UN: Paraguay violated indigenous rights
Paraguay’s failure to prevent the toxic contamination of indigenous people’s traditional lands by commercial farming violates their rights and their sense of “home”, the UN Human Rights Committee said in a landmark ruling on Wednesday.
The Committee, which is made up of 18 independent experts from across the world, monitors countries’ adherence to the International Covenant on Civil and Political Rights.
Lands represent ‘home’
The decision on Paraguay (in Spanish) marked the first time it has affirmed that for indigenous people, “home” should be understood in the context of their special relationship with their territories, including their livestock, crops and way of life.
“For indigenous peoples, their lands represent their home, culture and community. Serious environmental damages have severe impacts on indigenous people’s family life, tradition, identity and even lead to the disappearance of their community. It dramatically harms the existence of the culture of the group as a whole,” said Committee member Hélène Tigroudja.

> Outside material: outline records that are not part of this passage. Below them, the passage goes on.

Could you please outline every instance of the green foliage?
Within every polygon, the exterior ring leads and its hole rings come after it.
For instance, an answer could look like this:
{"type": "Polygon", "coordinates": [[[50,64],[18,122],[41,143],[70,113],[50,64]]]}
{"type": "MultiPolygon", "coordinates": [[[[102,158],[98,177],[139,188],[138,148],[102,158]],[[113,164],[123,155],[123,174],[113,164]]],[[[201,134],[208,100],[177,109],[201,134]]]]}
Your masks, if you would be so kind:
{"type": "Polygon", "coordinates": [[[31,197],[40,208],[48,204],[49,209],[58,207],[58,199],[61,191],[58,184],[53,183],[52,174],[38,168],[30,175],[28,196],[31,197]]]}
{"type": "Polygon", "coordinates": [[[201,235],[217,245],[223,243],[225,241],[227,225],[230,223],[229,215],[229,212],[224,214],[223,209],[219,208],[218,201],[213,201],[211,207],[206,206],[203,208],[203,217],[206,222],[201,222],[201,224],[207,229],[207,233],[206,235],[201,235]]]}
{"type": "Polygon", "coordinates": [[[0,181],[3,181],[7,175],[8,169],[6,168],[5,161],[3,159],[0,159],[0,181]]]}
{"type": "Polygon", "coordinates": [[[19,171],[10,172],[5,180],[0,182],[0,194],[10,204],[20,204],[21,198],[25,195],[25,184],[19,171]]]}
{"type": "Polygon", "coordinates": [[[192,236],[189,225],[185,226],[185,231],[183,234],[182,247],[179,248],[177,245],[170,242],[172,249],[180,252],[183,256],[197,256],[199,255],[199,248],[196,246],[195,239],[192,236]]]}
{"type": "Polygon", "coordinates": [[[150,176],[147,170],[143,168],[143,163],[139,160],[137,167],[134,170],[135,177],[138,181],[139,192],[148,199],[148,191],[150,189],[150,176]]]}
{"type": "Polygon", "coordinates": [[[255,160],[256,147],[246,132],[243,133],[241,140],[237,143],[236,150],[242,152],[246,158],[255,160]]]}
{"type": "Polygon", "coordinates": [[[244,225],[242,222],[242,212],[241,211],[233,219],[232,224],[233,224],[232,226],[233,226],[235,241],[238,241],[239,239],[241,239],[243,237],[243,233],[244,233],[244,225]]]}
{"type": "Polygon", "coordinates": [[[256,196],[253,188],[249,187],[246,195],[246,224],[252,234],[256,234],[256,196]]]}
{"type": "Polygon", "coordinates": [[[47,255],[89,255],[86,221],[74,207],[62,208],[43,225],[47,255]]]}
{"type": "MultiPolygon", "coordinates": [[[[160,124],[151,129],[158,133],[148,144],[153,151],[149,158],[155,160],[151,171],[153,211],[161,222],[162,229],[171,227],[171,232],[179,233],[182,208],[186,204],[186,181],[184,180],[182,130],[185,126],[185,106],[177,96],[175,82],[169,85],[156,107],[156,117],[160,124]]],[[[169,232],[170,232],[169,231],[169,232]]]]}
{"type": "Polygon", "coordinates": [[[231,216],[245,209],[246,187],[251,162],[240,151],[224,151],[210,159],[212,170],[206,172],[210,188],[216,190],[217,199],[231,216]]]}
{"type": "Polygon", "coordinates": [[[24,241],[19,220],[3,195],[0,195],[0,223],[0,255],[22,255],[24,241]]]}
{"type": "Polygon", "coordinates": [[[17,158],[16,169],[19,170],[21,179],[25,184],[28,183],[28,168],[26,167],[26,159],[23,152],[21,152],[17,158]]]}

The decision stems from a complaint filed more than a decade ago on behalf of some 201 Ava Guarani people of the Campo Agua’e indigenous community, located in Curuguaty district in eastern Paraguay.
The area where they live is surrounded by large commercial farms which produce genetically modified soybeans through fumigation, a process which involves the use of banned pesticides.
Traditional life affected
Fumigation occurred continuously for more than 10 years and affected the indigenous community’s whole way of life, including killing livestock, contaminating waterways and harming people’s health.
The damage also had severe intangible repercussions, according to the UN committee. The disappearance of natural resources needed for hunting, fishing and foraging resulted in the loss of traditional knowledge. For example, ceremonial baptisms no longer take place as necessary materials no longer exist.
“By halting such ceremonies, children are denied a rite crucial to strengthening their cultural identity,” the Committee said. “Most alarmingly, the indigenous community structure is being eroded and disintegrated as families are forced to leave their land.”
The indigenous community brought the case to the Human Rights Committee after a lengthy and unsatisfactory administrative and judicial process in Paraguay’s courts.
“More than 12 years after the victims filed their criminal complaint regarding the fumigation with toxic agrochemicals, to which they have continued to be exposed throughout this period, the investigations have not progressed in any meaningful way and the State party has not justified the delay,” the Committee said in its decision.
Members found Paraguay did not adequately monitor the fumigation and failed to prevent contamination, adding “this failure in its duty to provide protection made it possible for the large-scale, illegal fumigation to continue for many years, destroying all components of the indigenous people’s family life and home.”
The Committee recommended that Paraguay complete the criminal and administrative proceedings against all parties responsible and make full reparation to the victims.
The authorities are also urged to take all necessary measures, in close consultation with the indigenous community, to repair the environmental damage, and to work to prevent similar violations from occurring in the future.